T.J. Dillashaw is not shying away from the issue that is sure to dominate the narrative leading into his big comeback fight at this weekend’s UFC Vegas 32.
T.J. Dillashaw was able to achieve something very few fighters are able to in their mixed martial arts career: become a UFC champion. In fact, Dillashaw was able to win the UFC bantamweight title on two separate occasions. The first time, he defeated Renan Barao in one of the biggest championship upsets in UFC history in 2015. He then recaptured the title by defeating Cody Garbrandt in 2017.
Dillashaw’s second title reign would end unceremoniously, with the former Team Alpha Male member testing positive for EPO in 2019 and accepting a two-year USADA sanction as a result.

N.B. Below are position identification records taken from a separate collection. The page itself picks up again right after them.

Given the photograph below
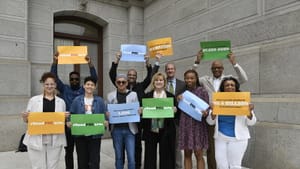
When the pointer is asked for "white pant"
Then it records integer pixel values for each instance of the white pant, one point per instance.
(47, 158)
(229, 153)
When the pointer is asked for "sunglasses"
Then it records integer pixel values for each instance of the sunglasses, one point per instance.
(74, 79)
(121, 82)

T.J. Dillashaw Addresses Suspicions Of Career-Long Cheating
On July 24, T.J. Dillashaw will finally make his return when he takes on #2-ranked Cory Sandhagen in the UFC Vegas 32 main event. Many people are skeptical that Dillashaw will perform at the championship level he has in the past due to the common perception that he has been doping for his entire career. Meanwhile, Dillashaw has maintained that his EPO usage was an isolated incident that occurred only because he was struggling to cut weight down for his flyweight debut.
Days out from his big comeback fight, Dillashaw points to the man he’ll be standing across from as further evidence that he has not been reliant on performance-enhancing drugs throughout his career (h/t Middle Easy).

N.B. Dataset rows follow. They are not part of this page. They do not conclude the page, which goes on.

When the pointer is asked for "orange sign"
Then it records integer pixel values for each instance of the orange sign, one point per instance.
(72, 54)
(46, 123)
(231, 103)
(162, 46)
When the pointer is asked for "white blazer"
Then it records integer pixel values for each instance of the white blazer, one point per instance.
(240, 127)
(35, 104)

“If I thought I got somewhere due to PEDs, I wouldn’t be calling out Cory Sandhagen,” Dillashaw said in an appearance on Food Truck Diaries. “I wouldn’t be asking for the top five. I’m going to be a f*cking animal when I get back in the cage.”
Ultimately, Dillashaw is aware that the noise of him being a career-long cheat will trail him maybe for the rest of his life. It is his decision to not run from his mistakes, he says, that has allowed him to drown it all out.

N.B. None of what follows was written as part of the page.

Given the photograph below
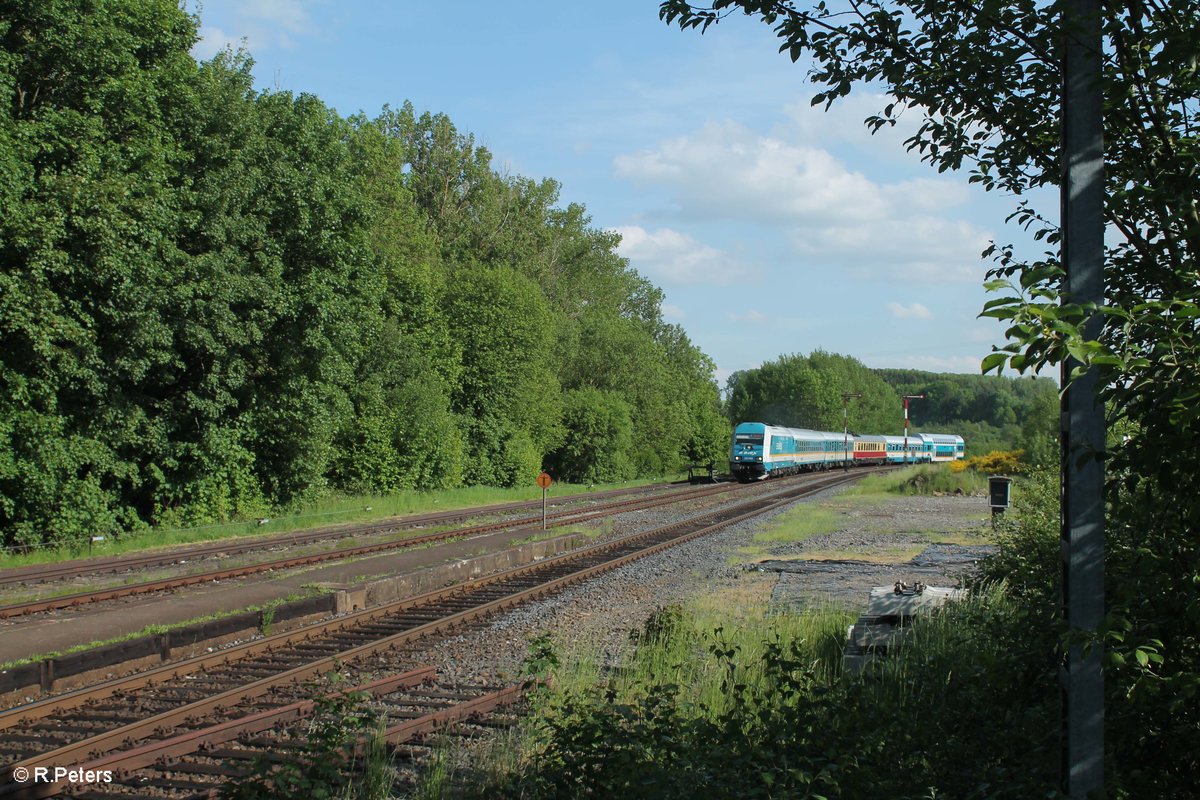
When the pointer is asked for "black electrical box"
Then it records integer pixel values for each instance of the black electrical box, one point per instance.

“People can go say whatever they want about the decision I made, but USADA actually put me under a microscope when I got in trouble, man,” Dillashaw said. “They went back to all my fights that they ever collected my samples, retested all of them all the way back to [the Dominick Cruz fight]. Because they keep an A and B sample every time you get tested…
“No matter what, it’s gonna be like that. I made the mistake. That’s like USADA’s weapon to use against you—to really slander you so nobody else wants to do this sh*t. Those questions are valid because I f*cked up, I made the decision. But me being able to live with that, me owning up to it has made it f*cking easy.”